Había alguien detrás de ella: lo notaba, como un picor entre los hombros. Se metió en un umbral, se volvió para mirar a la acera y respiró aliviada: era Zeb.

—Eh, cielo —dijo—. Menudo calor.

Caminó a su lado, cantando para sí:

A nadie le importa un bledo,

a nadie le importa un bledo,

por eso estamos en este enredo,

porque a nadie le importa un bledo.

—Tal vez no deberías cantar —dijo Toby con voz neutra.

No era buena idea llamar la atención en la acera de una plebilla, y menos en el caso de los Jardineros.

—No puedo evitarlo —dijo Zeb con alegría—. Es culpa de Dios. Incorporó la música en el tejido de nuestro ser. Te escucha mejor cuando cantas, así que ahora mismo está escuchando esto. Espero que lo disfrute —añadió con voz piadosa, imitando a Adán Uno—, una voz que usaba mucho siempre que Adán Uno no estuviera cerca.

Insubordinación al acecho, pensó Toby. Está harto de ser el chimpancé beta.

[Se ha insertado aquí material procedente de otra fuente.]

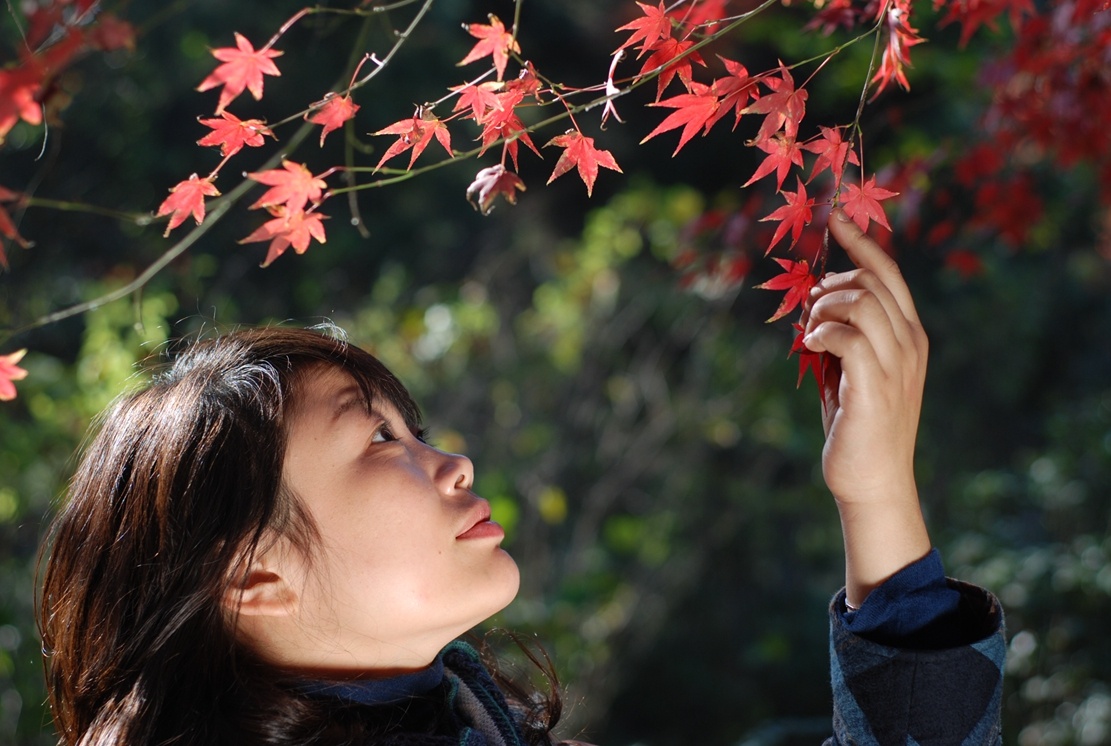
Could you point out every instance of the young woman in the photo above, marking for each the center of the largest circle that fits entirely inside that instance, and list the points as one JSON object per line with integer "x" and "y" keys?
{"x": 260, "y": 548}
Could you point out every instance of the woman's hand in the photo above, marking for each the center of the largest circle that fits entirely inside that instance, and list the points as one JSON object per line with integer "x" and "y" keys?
{"x": 866, "y": 319}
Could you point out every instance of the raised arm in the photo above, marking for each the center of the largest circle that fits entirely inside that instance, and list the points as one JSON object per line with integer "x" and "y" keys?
{"x": 866, "y": 318}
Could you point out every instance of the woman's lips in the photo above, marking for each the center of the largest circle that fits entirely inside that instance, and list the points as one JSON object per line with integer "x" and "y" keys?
{"x": 483, "y": 529}
{"x": 480, "y": 524}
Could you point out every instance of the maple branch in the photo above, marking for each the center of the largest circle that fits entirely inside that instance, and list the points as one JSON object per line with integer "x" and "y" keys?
{"x": 349, "y": 135}
{"x": 402, "y": 37}
{"x": 137, "y": 218}
{"x": 286, "y": 27}
{"x": 219, "y": 208}
{"x": 214, "y": 214}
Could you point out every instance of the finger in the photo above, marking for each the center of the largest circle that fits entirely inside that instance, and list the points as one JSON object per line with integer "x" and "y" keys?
{"x": 862, "y": 310}
{"x": 867, "y": 254}
{"x": 866, "y": 281}
{"x": 859, "y": 362}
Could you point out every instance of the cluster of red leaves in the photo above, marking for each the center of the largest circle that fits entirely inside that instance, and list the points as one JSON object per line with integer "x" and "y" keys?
{"x": 294, "y": 192}
{"x": 780, "y": 106}
{"x": 58, "y": 33}
{"x": 494, "y": 107}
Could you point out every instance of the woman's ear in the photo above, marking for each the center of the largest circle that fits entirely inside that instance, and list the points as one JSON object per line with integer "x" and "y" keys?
{"x": 267, "y": 587}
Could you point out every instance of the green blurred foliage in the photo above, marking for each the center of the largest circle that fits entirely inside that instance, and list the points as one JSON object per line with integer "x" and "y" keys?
{"x": 644, "y": 445}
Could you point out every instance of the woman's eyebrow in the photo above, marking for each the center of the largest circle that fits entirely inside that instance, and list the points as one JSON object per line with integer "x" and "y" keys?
{"x": 348, "y": 399}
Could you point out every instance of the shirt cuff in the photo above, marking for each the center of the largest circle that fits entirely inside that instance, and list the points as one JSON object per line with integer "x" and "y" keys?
{"x": 914, "y": 608}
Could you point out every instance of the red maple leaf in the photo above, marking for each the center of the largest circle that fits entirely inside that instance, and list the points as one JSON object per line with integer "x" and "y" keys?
{"x": 580, "y": 152}
{"x": 692, "y": 111}
{"x": 19, "y": 97}
{"x": 332, "y": 112}
{"x": 479, "y": 98}
{"x": 669, "y": 56}
{"x": 901, "y": 37}
{"x": 796, "y": 279}
{"x": 416, "y": 132}
{"x": 292, "y": 185}
{"x": 654, "y": 26}
{"x": 784, "y": 106}
{"x": 10, "y": 371}
{"x": 242, "y": 69}
{"x": 493, "y": 40}
{"x": 782, "y": 151}
{"x": 736, "y": 89}
{"x": 793, "y": 216}
{"x": 502, "y": 122}
{"x": 832, "y": 152}
{"x": 527, "y": 81}
{"x": 704, "y": 12}
{"x": 862, "y": 204}
{"x": 231, "y": 133}
{"x": 491, "y": 181}
{"x": 288, "y": 229}
{"x": 819, "y": 364}
{"x": 187, "y": 198}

Desde que la habían nombrado Eva, había empezado a comprender mejor el estatus de Zeb entre los Jardineros. Cada jardín en el tejado y cada célula trufa se cuidaba de sus asuntos, pero cada medio año enviaban delegados a una convención central, que por razones de seguridad nunca se celebraba dos veces en el mismo almacén abandonado. Zeb siempre era delegado: estaba bien preparado para atravesar las plebillas más complicadas y burlar los puntos de control de Corpsegur sin que lo atracaran, lo rodearan, lo mataran con un pulverizador o lo detuvieran. Quizás ésa era la razón de que le permitieran interpretar de un modo tan laxo las reglas de los Jardineros.